Missouri House Speaker Todd Richardson plans to seek the Republican nomination to challenge state Auditor Nicole Galloway next year, setting up a potentially big fight for the last remaining statewide office in Jefferson City held by a Democrat.

A Richardson spokesman confirmed last week that the speaker is preparing to run.

Galloway was appointed to the state auditor post in April 2015 by then-Gov. Jay Nixon, also a Democrat, to fill the vacancy left by the suicide of state Auditor Thomas Schweich, a Republican, two months earlier.

Galloway has said she is running for election to a full four-year term next year.

Newly filed campaign finance records show Galloway had $514,749 on hand as of the end of June. Richardson had $294,248.

The auditor’s office is the only state-level statewide post that holds its election concurrent with the national midterm elections. The other offices — governor, lieutenant governor, attorney general, secretary of state and treasurer — all are elected during presidential election years.

U.S. Sen. Claire Mc-Caskill, D-Mo., also is up for re-election this year and is widely viewed as a top target for national Republicans.

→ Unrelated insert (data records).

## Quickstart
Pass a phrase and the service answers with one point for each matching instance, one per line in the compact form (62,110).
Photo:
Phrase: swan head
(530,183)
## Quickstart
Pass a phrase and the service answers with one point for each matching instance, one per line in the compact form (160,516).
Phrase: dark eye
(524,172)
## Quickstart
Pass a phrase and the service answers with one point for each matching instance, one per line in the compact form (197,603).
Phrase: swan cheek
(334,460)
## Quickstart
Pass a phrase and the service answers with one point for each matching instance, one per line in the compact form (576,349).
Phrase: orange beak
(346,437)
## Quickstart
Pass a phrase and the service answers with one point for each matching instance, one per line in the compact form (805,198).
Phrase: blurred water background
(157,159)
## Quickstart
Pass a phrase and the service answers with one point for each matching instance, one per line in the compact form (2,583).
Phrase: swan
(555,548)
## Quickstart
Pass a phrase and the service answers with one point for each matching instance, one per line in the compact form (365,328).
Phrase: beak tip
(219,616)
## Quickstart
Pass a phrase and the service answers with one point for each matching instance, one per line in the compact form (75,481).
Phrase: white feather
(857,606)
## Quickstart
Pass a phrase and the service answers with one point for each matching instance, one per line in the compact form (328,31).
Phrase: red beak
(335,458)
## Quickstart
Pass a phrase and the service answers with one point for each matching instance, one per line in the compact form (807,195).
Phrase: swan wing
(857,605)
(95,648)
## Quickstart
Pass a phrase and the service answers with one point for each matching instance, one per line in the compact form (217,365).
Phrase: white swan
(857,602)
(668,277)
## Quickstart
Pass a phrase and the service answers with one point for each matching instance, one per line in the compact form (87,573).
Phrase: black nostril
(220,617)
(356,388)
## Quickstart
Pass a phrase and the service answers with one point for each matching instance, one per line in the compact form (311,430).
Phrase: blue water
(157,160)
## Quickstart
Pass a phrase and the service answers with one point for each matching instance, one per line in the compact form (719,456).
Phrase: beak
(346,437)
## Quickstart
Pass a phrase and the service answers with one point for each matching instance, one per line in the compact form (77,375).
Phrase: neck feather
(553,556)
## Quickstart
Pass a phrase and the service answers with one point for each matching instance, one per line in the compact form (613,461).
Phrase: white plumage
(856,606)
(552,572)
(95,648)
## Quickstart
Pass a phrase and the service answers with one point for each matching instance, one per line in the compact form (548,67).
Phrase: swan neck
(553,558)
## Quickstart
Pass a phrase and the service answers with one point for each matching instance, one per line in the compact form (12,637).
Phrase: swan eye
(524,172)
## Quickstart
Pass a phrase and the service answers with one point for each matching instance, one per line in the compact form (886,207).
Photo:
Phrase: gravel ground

McCaskill ended June with about $5 million in the bank, and she was raising money at a clip of about $1 million per month in the second quarter of the year, according to her FEC reports.

Also revealed in reports released: Two St. Louis-area Republican members of Congress — Blaine Luetkemeyer and Ann Wagner — have amassed multimillion-dollar campaign accounts more than 15 months before the 2018 elections.

Wagner, R-Ballwin, had contemplated a challenge to McCaskill for the U.S. Senate until announcing on July 3 she would not run. She by far outraised the rest of the St. Louis-area delegation over the first six months of the year, taking in more than $1.6 million. She ended June with more than $3.3 million in the bank.

Luetkemeyer’s campaign still carries a personal loan of $1 million from the congressman himself. Luetkemeyer, R-St. Elizabeth, who is said to be interested in chairing the House Financial Services Committee in future Congresses, raised $606,000 from January to June and had more than $2.2 million in the bank as of July 1, according to his report to the FEC.

Jason Smith, R-Salem, ended the first half of 2017 with about $934,000 in his campaign coffers, after raising about $546,000 in contributions. He represents Texas County.

U.S. Rep. Vicky Hartzler, R-Harrisonville, who announced she would not challenge McCaskill next year, raised about $291,000 from January through June and had just under $457,000 in the bank, according to her FEC report.